Kanne Kaffee uns ein offenes Ohr
Alle Angebote laufen zusätzlich außerhalb der Öffnungszeiten der Bücherei Herz Jesu, in der es rund 1900 Bücher gibt, die Hälfte davon Kinderbücher. So sind unter 131 aktiven Nutzern 95 unter zwölf Jahre alt. Erwachsene Vielleser leihen gern Krimis aus, sagt Brigitta Schmidtke, die für Neuanschaffungen 1300 Euro vom Bistum und 150 Euro von der Pfarrei erhalten und selbst gerade die Buchausstellung mit Cafeteria organisiert hat.
Sonntags steht ohnehin eine Kanne Kaffee bereit, ein offenes Ohr gehört stets dazu. Denn oft ist die Bücherei im Stadtteil auch ein Ort für soziale Kontakte, wissen die Ehrenamtlichen.

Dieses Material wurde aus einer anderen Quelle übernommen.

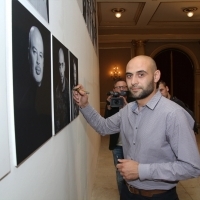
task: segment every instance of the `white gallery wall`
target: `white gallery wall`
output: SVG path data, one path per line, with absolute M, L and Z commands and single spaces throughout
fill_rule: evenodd
M 19 2 L 78 58 L 79 83 L 99 111 L 98 53 L 82 16 L 82 1 L 49 0 L 49 23 L 28 0 Z M 81 114 L 15 166 L 11 5 L 12 0 L 0 1 L 0 199 L 89 200 L 100 136 Z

Ihr Wunsch: Verstärkung.
>>ÖFFNUNGSZEITEN UND KONTAKT FÜR EHRENAMTLICHE
Die Öffnungszeiten der katholischen öffentlichen Büchereien (KÖB) erscheinen täglich auf unseren jeweiligen Stadtteilseiten. In der Gemeinde Herz Jesu Altenessen, Westerdorfstraße 32, öffnet die KÖB mittwochs, 15.30 bis 16.30 Uhr; samstags, 18 bis 19 Uhr; sonntags, 11 bis 12 Uhr. In Heisingen ist die Buchausleihe in der KÖB St. Georg, Heisinger Straße 480 (Eingang Rückseite), sonntags, 10.30 bis 13 Uhr, und donnerstags außerhalb der Schulferien, 16 bis 17 Uhr, möglich.
Wer sich ehrenamtlich einbringen möchte, kann sich vor Ort informieren. Ansprechpartner und Infos gibt es auch im Medienforum des Bistums Essen. Das Forum sowie der Borromäusverein in Bonn (Einrichtung der kath. Kirche) bieten Aus- und Fortbildungen für Ehrenamtliche an.